Un’altra tendenza che emerge è il ritorno alla famiglia, intesa come luogo caratterizzato dalla fiducia (95% molto o abbastanza). Seguono gli amici (86%), ma la percentuale di chi si fida molto o moltissimo non va oltre il 45%. La pandemia ha avuto tra le sue conseguenze anche quella di avere ridotto la fiducia verso il prossimo anche all’interno della propria comunità.
L’azienda come “seconda famiglia”
Migliore è invece la fiducia riposta nell’azienda, che arriva fino all’84%. Una fiducia che riguarda i colleghi (77%), il capo (75%) e il capoazienda (72%).
Quali sono i principali motivi di questa fiducia diffusa? Soprattutto la capacità di prestare attenzione ai dipendenti (58%), la serietà e trasparenza (55%), la solidità, (43%), l’attenzione alla sostenibilità sociale e ambientale (31%).
Per riporre fiducia nei brand le caratteristiche più apprezzate sono la serietà (43%), il buon rapporto qualità-prezzo (42%), la vicinanza al cliente (40%) e la sostenibilità (35%).

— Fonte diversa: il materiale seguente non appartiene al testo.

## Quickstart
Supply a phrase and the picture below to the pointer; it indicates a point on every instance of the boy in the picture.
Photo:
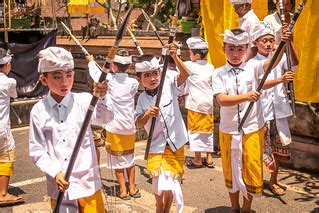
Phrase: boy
(120, 132)
(166, 155)
(7, 145)
(199, 103)
(234, 86)
(275, 105)
(55, 123)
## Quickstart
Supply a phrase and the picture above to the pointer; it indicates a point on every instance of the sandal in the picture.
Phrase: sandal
(191, 165)
(10, 200)
(208, 165)
(127, 197)
(137, 194)
(276, 190)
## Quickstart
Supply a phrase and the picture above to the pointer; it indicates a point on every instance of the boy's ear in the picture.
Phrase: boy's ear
(43, 80)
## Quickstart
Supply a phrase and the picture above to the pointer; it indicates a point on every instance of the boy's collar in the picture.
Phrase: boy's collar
(65, 101)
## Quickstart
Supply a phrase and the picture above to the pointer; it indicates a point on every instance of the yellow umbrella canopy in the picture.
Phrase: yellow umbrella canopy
(85, 6)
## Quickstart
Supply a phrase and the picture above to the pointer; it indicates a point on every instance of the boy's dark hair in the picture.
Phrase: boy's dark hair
(122, 67)
(146, 57)
(202, 52)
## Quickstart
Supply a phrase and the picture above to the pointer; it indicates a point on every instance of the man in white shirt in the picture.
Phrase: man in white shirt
(55, 123)
(7, 145)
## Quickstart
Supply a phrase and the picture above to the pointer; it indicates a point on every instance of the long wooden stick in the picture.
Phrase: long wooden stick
(76, 41)
(290, 83)
(93, 102)
(281, 45)
(152, 26)
(160, 87)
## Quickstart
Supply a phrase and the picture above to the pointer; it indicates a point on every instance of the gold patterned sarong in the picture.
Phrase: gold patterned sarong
(199, 122)
(120, 144)
(252, 165)
(170, 162)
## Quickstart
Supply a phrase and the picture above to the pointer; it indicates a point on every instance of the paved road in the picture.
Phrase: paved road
(203, 188)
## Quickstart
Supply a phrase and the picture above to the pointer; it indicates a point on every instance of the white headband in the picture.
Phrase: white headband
(55, 58)
(196, 43)
(146, 66)
(261, 31)
(240, 39)
(122, 59)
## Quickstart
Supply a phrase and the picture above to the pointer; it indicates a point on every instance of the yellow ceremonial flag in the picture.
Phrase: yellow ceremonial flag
(306, 40)
(85, 6)
(218, 15)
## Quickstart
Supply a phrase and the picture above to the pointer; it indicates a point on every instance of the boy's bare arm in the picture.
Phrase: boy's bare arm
(151, 112)
(231, 100)
(184, 72)
(287, 76)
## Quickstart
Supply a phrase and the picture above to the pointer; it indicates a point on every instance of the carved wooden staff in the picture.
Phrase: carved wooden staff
(93, 102)
(290, 83)
(281, 45)
(160, 87)
(152, 26)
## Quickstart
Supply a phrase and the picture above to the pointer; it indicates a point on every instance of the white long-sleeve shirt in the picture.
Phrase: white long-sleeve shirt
(7, 91)
(54, 128)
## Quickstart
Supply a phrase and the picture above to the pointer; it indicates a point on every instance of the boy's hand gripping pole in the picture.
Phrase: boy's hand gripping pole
(281, 45)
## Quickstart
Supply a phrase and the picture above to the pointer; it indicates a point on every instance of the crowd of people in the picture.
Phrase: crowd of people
(264, 140)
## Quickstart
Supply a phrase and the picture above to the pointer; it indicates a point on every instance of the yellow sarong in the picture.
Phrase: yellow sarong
(120, 144)
(170, 162)
(252, 168)
(199, 122)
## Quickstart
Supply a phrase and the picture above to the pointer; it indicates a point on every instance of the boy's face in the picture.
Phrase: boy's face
(59, 83)
(265, 44)
(235, 54)
(151, 79)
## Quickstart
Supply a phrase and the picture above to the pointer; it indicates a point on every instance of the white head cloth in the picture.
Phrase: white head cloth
(123, 59)
(241, 1)
(262, 30)
(196, 43)
(55, 58)
(6, 58)
(146, 66)
(240, 39)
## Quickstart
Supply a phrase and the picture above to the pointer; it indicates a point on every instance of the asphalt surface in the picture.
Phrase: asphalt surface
(203, 188)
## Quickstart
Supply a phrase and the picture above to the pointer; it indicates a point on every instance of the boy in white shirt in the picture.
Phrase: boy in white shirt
(7, 144)
(274, 21)
(120, 132)
(234, 86)
(55, 123)
(199, 103)
(275, 105)
(166, 155)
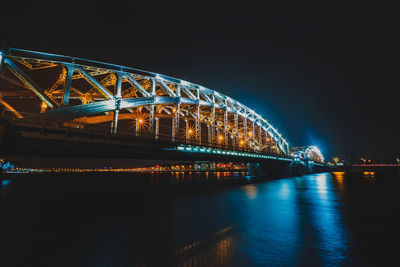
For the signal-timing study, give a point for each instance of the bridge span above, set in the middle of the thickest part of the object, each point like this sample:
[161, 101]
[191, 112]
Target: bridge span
[54, 105]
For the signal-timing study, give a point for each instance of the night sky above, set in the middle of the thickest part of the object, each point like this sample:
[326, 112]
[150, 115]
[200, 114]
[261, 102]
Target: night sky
[323, 73]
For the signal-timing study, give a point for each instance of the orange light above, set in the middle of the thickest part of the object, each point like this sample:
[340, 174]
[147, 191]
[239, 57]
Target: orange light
[43, 107]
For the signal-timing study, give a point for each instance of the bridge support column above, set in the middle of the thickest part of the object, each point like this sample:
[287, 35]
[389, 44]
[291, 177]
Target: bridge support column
[186, 131]
[157, 129]
[67, 85]
[151, 119]
[114, 124]
[209, 134]
[212, 124]
[259, 138]
[235, 141]
[226, 141]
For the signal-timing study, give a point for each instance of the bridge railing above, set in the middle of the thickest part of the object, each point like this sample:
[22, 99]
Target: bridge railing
[41, 128]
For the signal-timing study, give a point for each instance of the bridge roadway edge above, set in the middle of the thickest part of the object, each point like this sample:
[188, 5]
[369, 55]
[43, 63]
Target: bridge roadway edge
[47, 143]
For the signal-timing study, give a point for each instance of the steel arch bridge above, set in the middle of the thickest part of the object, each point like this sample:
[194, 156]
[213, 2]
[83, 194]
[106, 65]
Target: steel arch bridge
[41, 88]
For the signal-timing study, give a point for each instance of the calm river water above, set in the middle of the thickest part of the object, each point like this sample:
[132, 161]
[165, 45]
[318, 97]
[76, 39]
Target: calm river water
[326, 219]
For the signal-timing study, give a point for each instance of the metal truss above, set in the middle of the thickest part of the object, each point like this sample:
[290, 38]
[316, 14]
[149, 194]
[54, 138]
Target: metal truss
[89, 92]
[308, 152]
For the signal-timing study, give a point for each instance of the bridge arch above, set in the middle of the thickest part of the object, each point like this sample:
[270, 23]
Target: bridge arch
[74, 92]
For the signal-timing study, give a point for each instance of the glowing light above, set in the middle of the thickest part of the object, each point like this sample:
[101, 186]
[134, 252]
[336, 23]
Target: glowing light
[43, 107]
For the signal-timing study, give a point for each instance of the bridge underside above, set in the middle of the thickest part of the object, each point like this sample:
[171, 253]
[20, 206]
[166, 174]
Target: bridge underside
[53, 91]
[38, 142]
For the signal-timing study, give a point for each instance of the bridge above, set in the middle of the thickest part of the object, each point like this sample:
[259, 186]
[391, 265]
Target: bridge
[55, 105]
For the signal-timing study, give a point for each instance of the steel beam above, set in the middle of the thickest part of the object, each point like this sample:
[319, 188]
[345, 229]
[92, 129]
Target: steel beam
[67, 84]
[95, 83]
[29, 83]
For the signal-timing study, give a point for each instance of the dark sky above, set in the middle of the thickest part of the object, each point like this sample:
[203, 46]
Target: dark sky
[322, 72]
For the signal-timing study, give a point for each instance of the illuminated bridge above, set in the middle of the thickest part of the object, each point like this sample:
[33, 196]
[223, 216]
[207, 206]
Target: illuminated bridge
[58, 103]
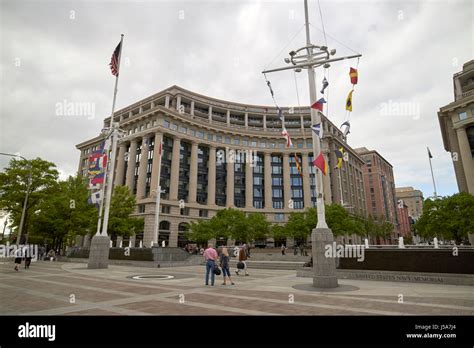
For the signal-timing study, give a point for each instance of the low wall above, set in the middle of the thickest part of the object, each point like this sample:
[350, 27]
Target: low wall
[136, 254]
[413, 260]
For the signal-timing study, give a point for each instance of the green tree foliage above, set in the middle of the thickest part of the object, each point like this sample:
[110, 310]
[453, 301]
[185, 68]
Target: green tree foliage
[230, 223]
[63, 213]
[451, 218]
[258, 227]
[122, 205]
[14, 184]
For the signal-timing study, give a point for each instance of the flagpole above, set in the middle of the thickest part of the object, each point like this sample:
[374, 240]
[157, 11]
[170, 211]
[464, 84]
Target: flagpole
[158, 196]
[340, 187]
[114, 148]
[432, 175]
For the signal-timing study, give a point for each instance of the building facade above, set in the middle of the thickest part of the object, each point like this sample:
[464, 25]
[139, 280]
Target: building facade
[219, 154]
[457, 127]
[379, 188]
[413, 199]
[404, 221]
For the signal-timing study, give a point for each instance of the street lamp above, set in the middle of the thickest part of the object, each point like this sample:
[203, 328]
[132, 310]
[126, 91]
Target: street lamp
[310, 57]
[28, 186]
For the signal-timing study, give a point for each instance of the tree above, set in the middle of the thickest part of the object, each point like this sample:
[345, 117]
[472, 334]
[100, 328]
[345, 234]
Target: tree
[450, 218]
[63, 213]
[122, 205]
[338, 219]
[14, 184]
[258, 226]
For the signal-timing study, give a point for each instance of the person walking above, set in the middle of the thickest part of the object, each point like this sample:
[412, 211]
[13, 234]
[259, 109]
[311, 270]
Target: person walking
[224, 261]
[18, 256]
[210, 255]
[243, 258]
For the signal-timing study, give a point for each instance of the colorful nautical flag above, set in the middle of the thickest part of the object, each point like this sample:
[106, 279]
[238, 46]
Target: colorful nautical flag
[348, 127]
[319, 105]
[114, 66]
[349, 101]
[321, 163]
[325, 84]
[95, 198]
[97, 165]
[354, 75]
[270, 87]
[339, 156]
[280, 114]
[286, 135]
[316, 128]
[298, 165]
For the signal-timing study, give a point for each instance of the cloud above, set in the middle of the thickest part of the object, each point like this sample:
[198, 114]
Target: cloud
[219, 48]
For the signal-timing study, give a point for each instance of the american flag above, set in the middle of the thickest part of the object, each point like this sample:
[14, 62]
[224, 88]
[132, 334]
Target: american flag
[115, 58]
[287, 138]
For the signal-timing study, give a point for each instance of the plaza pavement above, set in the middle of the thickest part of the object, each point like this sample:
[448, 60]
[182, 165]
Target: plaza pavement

Tra le fonti di informazione ritenute più affidabili prevalgono i telegiornali (51%), seguiti da quotidiani e riviste online (27%), social (19%) e stampa cartacea (17%).
Voglia di socialità
E le relazioni? Il 29% dichiara un aumento della voglia di socialità dall’inizio della pandemia, ma c’è anche un 17% che si è chiuso e non avverte questa necessità.
Infine, lo smart working, uno dei grandi protagonisti del periodo che viviamo. Il 37% degli intervistati preferisce lavorare in ufficio, il 29% da casa e il 34% preferirebbe poter alternare.
Nel dato bisogna però considerare che circa il 50% delle persone svolge un’attività che richiede necessariamente la presenza (38%) o non ha comunque praticato il lavoro agile in questi mesi (14%).